今までの公演

#126 波乃久里子

新派の大御所女優、波乃久里子さんの登場。中村勘三郎の娘、中村勘九郎の姉である。お母様の形見であるという絣(かすり)の着物に父親の勘三郎の形見の腕時計をしてスタジオに登場した。アドリブなんて自信が無いと言うことで、以前からスジナシを意識し自分も出る!と言い続けている中村勘九郎と前日にスジナシの稽古をして来たそうだ。「本番お願いします!」の声でスタジオに入る。設定は「台所」。「私が外からやって来るということにしたいんですが・・。
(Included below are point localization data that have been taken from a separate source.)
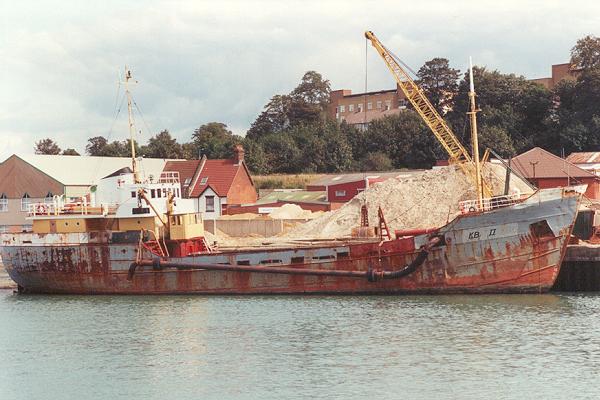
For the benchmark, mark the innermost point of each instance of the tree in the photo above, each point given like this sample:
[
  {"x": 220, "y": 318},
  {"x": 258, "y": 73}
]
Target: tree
[
  {"x": 46, "y": 146},
  {"x": 214, "y": 140},
  {"x": 586, "y": 53},
  {"x": 163, "y": 146},
  {"x": 282, "y": 153},
  {"x": 310, "y": 98},
  {"x": 376, "y": 161},
  {"x": 518, "y": 108},
  {"x": 305, "y": 104},
  {"x": 404, "y": 138},
  {"x": 275, "y": 117},
  {"x": 256, "y": 157},
  {"x": 70, "y": 152},
  {"x": 439, "y": 82},
  {"x": 574, "y": 122}
]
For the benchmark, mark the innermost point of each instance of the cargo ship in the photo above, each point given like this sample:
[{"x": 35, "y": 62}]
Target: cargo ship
[
  {"x": 510, "y": 245},
  {"x": 138, "y": 236}
]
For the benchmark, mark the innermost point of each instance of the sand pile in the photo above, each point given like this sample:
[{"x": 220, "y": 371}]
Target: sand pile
[
  {"x": 423, "y": 200},
  {"x": 293, "y": 211}
]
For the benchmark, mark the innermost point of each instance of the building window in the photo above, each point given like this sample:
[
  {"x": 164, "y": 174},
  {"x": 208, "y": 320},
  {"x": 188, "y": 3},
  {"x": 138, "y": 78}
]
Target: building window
[
  {"x": 25, "y": 202},
  {"x": 210, "y": 203},
  {"x": 3, "y": 203}
]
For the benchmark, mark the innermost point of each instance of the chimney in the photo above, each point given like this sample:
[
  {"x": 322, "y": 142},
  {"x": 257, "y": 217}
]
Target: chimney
[{"x": 238, "y": 151}]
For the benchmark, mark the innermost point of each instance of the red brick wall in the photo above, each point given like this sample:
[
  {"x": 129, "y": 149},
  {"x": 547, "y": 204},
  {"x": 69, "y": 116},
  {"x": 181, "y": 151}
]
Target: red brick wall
[
  {"x": 242, "y": 190},
  {"x": 351, "y": 189}
]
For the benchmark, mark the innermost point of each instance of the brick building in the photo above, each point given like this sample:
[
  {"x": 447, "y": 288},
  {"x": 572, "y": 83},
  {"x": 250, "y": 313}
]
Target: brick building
[
  {"x": 342, "y": 188},
  {"x": 590, "y": 161},
  {"x": 35, "y": 178},
  {"x": 361, "y": 108},
  {"x": 545, "y": 170}
]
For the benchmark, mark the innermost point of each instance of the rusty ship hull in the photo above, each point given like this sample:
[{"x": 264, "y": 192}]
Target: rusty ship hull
[{"x": 515, "y": 249}]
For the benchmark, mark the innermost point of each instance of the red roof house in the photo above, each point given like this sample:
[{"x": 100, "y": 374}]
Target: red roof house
[
  {"x": 546, "y": 170},
  {"x": 216, "y": 184},
  {"x": 186, "y": 169}
]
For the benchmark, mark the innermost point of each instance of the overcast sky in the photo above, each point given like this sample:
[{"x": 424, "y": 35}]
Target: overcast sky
[{"x": 202, "y": 61}]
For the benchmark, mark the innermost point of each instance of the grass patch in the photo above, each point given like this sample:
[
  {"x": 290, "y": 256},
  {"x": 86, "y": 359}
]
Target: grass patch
[{"x": 284, "y": 181}]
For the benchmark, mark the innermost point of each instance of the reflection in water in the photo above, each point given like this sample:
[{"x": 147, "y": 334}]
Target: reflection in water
[{"x": 508, "y": 346}]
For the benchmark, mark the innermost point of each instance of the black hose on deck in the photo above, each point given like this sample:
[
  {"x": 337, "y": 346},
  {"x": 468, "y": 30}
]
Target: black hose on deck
[{"x": 378, "y": 275}]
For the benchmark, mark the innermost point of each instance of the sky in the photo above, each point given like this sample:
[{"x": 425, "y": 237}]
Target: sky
[{"x": 201, "y": 61}]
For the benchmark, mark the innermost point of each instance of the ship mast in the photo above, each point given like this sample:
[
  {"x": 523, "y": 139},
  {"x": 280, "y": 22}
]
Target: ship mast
[
  {"x": 474, "y": 139},
  {"x": 136, "y": 175}
]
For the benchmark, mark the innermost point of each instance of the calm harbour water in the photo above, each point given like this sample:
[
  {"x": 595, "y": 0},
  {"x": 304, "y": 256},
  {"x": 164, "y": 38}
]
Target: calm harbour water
[{"x": 289, "y": 347}]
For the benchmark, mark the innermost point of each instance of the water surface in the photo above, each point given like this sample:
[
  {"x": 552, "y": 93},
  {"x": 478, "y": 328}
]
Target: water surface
[{"x": 291, "y": 347}]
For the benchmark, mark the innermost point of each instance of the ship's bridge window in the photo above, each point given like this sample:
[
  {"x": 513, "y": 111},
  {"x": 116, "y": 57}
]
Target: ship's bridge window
[
  {"x": 3, "y": 203},
  {"x": 25, "y": 202}
]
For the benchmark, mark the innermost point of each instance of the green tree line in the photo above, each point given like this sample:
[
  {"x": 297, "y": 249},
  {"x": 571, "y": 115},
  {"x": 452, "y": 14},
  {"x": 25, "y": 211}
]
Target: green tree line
[{"x": 294, "y": 133}]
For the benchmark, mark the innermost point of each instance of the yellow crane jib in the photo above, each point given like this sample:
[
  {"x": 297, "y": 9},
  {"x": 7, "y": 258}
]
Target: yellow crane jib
[{"x": 414, "y": 94}]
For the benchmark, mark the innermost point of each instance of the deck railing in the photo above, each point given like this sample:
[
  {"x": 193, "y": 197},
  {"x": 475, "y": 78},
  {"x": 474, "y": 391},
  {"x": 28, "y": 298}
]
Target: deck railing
[{"x": 490, "y": 203}]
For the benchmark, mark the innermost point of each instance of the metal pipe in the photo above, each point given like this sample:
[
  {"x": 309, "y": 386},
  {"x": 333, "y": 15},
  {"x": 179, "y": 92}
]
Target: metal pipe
[{"x": 157, "y": 263}]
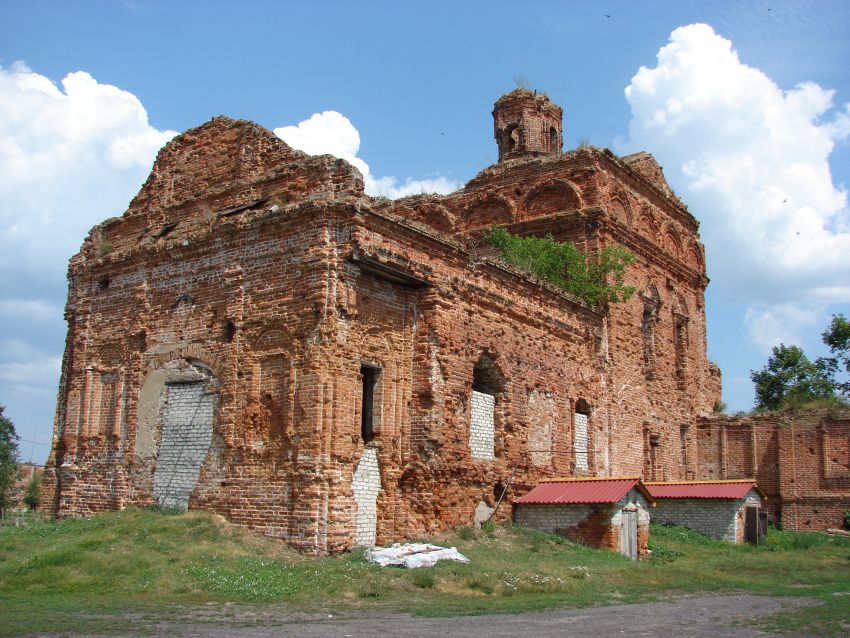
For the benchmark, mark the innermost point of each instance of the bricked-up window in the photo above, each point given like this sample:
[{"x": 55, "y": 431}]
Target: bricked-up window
[
  {"x": 369, "y": 375},
  {"x": 581, "y": 435},
  {"x": 487, "y": 385}
]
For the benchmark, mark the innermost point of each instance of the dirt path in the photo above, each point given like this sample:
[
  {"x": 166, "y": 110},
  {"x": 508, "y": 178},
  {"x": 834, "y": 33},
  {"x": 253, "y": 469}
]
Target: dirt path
[{"x": 682, "y": 617}]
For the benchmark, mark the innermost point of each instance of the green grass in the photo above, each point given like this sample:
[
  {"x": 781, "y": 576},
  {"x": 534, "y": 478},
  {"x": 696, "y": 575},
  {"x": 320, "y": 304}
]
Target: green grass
[{"x": 134, "y": 568}]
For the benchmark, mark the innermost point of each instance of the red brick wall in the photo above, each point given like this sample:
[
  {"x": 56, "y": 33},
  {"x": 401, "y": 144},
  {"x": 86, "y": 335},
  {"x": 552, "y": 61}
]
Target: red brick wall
[
  {"x": 274, "y": 271},
  {"x": 799, "y": 459}
]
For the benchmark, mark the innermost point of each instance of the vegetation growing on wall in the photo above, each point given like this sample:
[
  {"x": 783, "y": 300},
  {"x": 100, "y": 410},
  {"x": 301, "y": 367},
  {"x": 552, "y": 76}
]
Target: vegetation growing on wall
[
  {"x": 594, "y": 278},
  {"x": 791, "y": 380}
]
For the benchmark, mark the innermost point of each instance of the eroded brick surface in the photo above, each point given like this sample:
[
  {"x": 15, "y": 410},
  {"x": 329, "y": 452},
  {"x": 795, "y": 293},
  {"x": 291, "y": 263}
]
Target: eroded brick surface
[
  {"x": 800, "y": 459},
  {"x": 274, "y": 272}
]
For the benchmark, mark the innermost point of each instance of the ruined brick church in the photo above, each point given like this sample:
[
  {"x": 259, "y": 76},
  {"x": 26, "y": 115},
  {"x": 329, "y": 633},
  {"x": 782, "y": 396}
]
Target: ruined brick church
[{"x": 257, "y": 337}]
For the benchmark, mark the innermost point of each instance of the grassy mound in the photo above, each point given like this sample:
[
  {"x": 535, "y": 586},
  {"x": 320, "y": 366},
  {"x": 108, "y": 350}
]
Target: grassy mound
[{"x": 103, "y": 572}]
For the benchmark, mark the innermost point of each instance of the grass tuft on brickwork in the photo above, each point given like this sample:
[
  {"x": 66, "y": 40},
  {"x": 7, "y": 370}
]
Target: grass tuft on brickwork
[{"x": 133, "y": 569}]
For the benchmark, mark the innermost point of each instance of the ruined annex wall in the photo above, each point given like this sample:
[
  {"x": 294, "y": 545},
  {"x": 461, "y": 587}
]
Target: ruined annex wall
[{"x": 799, "y": 459}]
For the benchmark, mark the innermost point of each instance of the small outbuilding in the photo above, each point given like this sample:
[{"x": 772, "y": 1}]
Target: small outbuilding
[
  {"x": 731, "y": 510},
  {"x": 604, "y": 512}
]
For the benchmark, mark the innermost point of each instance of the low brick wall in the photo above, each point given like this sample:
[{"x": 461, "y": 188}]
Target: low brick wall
[
  {"x": 721, "y": 518},
  {"x": 594, "y": 524}
]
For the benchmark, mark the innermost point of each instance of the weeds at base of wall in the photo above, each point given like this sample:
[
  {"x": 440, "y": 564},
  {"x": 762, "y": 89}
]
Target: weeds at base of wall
[{"x": 57, "y": 575}]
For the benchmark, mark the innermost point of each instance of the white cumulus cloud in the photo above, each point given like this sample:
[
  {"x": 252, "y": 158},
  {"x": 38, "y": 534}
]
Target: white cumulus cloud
[
  {"x": 332, "y": 133},
  {"x": 752, "y": 161},
  {"x": 69, "y": 158},
  {"x": 71, "y": 155}
]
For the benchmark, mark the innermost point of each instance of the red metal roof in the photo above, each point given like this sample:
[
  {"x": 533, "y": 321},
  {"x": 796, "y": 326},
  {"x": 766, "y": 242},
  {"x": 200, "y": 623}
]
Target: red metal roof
[
  {"x": 594, "y": 490},
  {"x": 703, "y": 489}
]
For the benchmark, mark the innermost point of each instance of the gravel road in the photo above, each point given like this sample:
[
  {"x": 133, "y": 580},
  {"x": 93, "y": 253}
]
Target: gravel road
[{"x": 682, "y": 617}]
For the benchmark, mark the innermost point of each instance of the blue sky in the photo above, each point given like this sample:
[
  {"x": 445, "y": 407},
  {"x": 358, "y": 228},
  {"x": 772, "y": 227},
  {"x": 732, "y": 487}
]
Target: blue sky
[{"x": 748, "y": 115}]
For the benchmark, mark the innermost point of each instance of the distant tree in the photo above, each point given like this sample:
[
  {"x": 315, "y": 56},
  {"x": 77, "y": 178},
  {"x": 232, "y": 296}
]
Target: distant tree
[
  {"x": 8, "y": 459},
  {"x": 837, "y": 337},
  {"x": 791, "y": 378},
  {"x": 32, "y": 498}
]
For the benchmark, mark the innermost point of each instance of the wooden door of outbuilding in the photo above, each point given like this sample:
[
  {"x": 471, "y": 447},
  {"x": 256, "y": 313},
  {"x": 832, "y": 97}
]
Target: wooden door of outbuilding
[
  {"x": 755, "y": 525},
  {"x": 628, "y": 533}
]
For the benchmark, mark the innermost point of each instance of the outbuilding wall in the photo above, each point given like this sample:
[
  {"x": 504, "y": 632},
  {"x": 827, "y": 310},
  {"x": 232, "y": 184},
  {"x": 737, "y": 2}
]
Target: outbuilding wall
[{"x": 720, "y": 518}]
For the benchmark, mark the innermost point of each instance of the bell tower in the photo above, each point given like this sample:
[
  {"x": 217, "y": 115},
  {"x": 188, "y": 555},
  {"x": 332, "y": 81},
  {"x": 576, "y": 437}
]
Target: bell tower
[{"x": 527, "y": 124}]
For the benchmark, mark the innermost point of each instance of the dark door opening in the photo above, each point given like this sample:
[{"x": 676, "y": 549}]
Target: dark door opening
[
  {"x": 755, "y": 525},
  {"x": 369, "y": 375}
]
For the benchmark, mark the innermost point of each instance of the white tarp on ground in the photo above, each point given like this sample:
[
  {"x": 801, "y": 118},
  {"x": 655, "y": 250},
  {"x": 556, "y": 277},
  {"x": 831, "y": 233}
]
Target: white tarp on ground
[{"x": 412, "y": 555}]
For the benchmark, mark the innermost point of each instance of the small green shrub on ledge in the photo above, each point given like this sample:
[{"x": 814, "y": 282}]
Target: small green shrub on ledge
[{"x": 563, "y": 265}]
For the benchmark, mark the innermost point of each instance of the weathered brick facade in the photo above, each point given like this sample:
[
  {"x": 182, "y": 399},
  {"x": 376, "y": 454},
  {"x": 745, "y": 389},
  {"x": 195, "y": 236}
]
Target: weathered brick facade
[
  {"x": 801, "y": 460},
  {"x": 331, "y": 341}
]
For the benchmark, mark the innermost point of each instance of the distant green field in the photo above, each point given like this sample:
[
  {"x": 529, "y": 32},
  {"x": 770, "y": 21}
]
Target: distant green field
[{"x": 102, "y": 573}]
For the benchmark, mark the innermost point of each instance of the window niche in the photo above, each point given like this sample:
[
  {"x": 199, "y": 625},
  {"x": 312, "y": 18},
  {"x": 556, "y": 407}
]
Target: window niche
[
  {"x": 581, "y": 436},
  {"x": 369, "y": 408},
  {"x": 651, "y": 304},
  {"x": 487, "y": 386},
  {"x": 680, "y": 341},
  {"x": 653, "y": 470}
]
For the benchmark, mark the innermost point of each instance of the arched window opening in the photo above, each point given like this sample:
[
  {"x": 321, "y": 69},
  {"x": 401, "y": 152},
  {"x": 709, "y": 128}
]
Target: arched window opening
[
  {"x": 680, "y": 323},
  {"x": 369, "y": 375},
  {"x": 683, "y": 438},
  {"x": 512, "y": 138},
  {"x": 654, "y": 442}
]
」という波乃の希望を取り入れて鶴瓶が板付きでスタートする。鶴瓶がテーブルに顔を伏せて眠っているところに勝手口から怒った様子で波乃が入って来る。鶴瓶が顔を上げてビックリ!なんと波乃の姿は、絣(カスリ)の着物ではなくTシャツなのだ。スタート直前の早変わりをやってのけたのである。鶴瓶は波乃が着物であると思いこんでいたし、まさかその着物姿が一瞬のうちにTシャツになるとは思ってもみなかっただけに一瞬空白状態に・・。その後の展開は、話がうまく噛み合わない。と言うのも波乃は、鶴瓶の台詞や流れを全て否定し自分が描いたレールから外れないようにするのである。何はともあれスジナシには珍しい流れである。波乃は、夫である鶴瓶との結婚記念日で教会で待ち合わせをしていたのだが鶴瓶が来なかったことを怒っている。一方の鶴瓶は待ち合わせ場所はお前の実家だったと言い張る。しかし波乃は断固として受け入れないばかりか「何言ってるの?私にはもう実家なんて無いのよ。」と相手の台詞に合わせる素振りも無い。それまでしていた化粧を落としながら鶴瓶を攻める。そればかりか鶴瓶に美顔パックや化粧をさせて欲しいと言う。凄まじい波乃の勢いを牽制するために鶴瓶は相手を黙らせる作戦を立て、「おまえは実は癌なんだ・・」と衝撃の告知をするのだが波乃は、「あ、そうなの?」と軽く受け流す。「そりゃ人間なんていつかは、死ぬものだわよ。」と効果ゼロである。結局は、相手のペースに従わざるを得ない鶴瓶であった。鶴瓶曰く、「中村家はこんなすごい人たちの集まりなんです。」と個人的なつきあいの中でのエピソードを交えながらトークをする。これまでにイメージしていた新派の女優、波乃久里子には微塵も感じられなかった100%純粋の「人間、波乃久里子」が満喫できるスジナシである。